Чувствуя, как неистово забилось ее сердце, Роузи вонзила руки в кучу, принялась разгребать листву, ставшую вдруг тяжелой, как золото; откопала лицо Сэм — оно было неподвижно. День замер и похолодел. Роузи ухватилась за курточку, в которой чувствовалась тяжесть тела дочери, но Сэм уже не было.
— Сэм! — взревела Роузи голосом, какого она раньше у себя никогда не слышала, да и представить не могла, что может так кричать, — голосом, исторгнутым откуда-то из глубин, таким громким, что он мог призвать дочь обратно.
Она подняла Сэм, и голова девочки безвольно повалилась на плечо Роузи. Сколько времени это длилось — секунду, две или три, не больше, решила она потом, но тогда секунды словно остановились в падении, — а потом Сэм открыла глаза и улыбнулась.
— О господи, Сэм, — сказала мама. — Ну, Сэм, разве так можно. Разве ты не понимаешь.

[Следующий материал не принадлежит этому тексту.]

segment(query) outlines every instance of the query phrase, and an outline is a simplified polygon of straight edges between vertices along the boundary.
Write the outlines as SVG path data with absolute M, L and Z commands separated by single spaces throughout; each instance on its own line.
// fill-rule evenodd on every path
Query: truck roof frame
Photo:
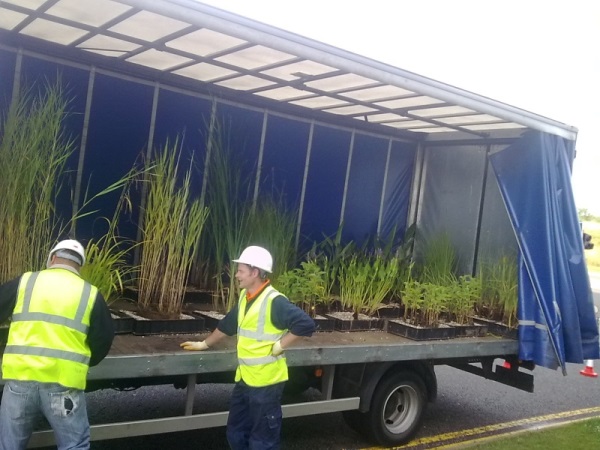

— Я была мертвая, — сказала Сэм. Она забрала в горсти мамины волосы и раскладывала их на свой вкус. — Мертвая. А теперь ожила. {48}
На вершине горы Юла листья желтели куда решительнее, чем во всех Дальних горах; на ее склонах расположилась климатическая микрозона, где всегда холодней, чем в округе; цветы распускались позже и отцветали быстрей, бури были суровее; когда вы вели машину в гору холодным мокрым вечером, сразу за Шедоулендом дождь обыкновенно превращался в дождь со снегом, а затем в снег без дождя.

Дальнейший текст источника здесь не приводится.